Natural Gas is at $4 which was an unbreakable resistance that turned the price down last year. Actually, the price broke over $4 on Wednesday but pulled back on Thursday and is hovering slightly below $4 right now. Check out our chart of most liquid May future contract:
So what now? Will the last year turnaround repeat? Or is natural gas ready for the long-awaited rally? Let’s take a look at COT analysis. Producers positions made a sharp move down and are currently near the 3 year low:
This is bearish. And managed money positions are confirming it as they broke the 3 year high:
However, if we look at more relevant relative COT positions it’s obvious there were even more escalated situations in the past:
Nevertheless, the COT is strongly suggesting natural gas is ready for a correction. No doubt about that. But maybe you still don’t feel comfortable shorting natural gas. And it’s understandable. NG is getting a lot of media attention lately as an energy source of the future. Shell wants to build natural gas stations for trucks. The Chinese company, ENN Group Co Ltd, is planning the same. There are also plans to build LNG terminals for shipping natural gas to Japan and elsewhere. These things will boost the demand for US natural gas.

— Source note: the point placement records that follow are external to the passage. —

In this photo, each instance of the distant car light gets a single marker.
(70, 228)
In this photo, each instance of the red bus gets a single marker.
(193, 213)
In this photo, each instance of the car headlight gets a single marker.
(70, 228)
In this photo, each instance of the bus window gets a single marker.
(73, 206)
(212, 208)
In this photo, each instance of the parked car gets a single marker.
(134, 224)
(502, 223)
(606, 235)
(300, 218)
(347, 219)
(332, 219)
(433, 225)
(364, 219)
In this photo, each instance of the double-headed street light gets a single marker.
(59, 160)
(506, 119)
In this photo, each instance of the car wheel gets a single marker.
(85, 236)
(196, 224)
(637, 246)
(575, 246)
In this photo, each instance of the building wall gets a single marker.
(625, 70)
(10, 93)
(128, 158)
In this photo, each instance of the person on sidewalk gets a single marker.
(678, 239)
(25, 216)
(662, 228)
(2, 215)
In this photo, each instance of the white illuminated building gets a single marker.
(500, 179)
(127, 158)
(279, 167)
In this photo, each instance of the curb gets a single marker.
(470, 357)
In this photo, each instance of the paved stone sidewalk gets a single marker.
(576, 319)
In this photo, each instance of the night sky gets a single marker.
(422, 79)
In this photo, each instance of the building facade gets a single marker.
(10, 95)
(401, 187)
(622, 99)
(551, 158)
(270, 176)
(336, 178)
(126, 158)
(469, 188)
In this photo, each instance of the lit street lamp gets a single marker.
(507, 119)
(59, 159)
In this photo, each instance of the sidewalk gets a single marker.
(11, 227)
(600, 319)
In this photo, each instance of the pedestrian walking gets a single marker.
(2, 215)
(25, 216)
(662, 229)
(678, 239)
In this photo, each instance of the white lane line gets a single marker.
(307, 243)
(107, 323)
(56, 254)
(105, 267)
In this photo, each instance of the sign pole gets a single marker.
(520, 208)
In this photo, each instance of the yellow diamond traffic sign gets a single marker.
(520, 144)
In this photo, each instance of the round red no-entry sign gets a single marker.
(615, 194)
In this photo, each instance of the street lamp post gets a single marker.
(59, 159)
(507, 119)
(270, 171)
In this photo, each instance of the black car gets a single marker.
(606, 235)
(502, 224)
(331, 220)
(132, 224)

But don’t forget the supply side of the game. Shale gas will be probably the biggest energetic and economic game changer in the first half of the 21st century. But enough talk. I have here a historical continuous price chart for Henry Hub natural gas:
Yes, there is a lot of space to the upside. But when you look closely you’ll notice that NG has done 100% from its low of $2. Despite this, I still think it has more upside than downside potential. The main reason is that NG has already made a large correction near $3 which is nearly 50% from last year’s peak of $4. And the established bull trend seems to be strong. The natural gas price crashed in 2008 and has been out of favor of investors ever since. I think it’s time for this to change.

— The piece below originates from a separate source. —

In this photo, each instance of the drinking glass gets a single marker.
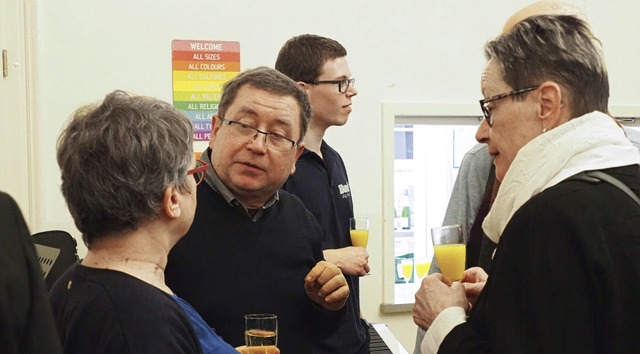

So would I go long now? Well, definitely not. The main reason is the COT, which sends a clear message. Because in the end, nobody knows which side of the market will win. Whether demand (cheap and ecological fuel of the future) or supply (shale gas). So the hard data is what I prefer. And by the way, the seasonality is also speaking for the correction. We are exactly at the time when natural gas inventories shall reverse course and start rising. And that’s not good for the price at the moment.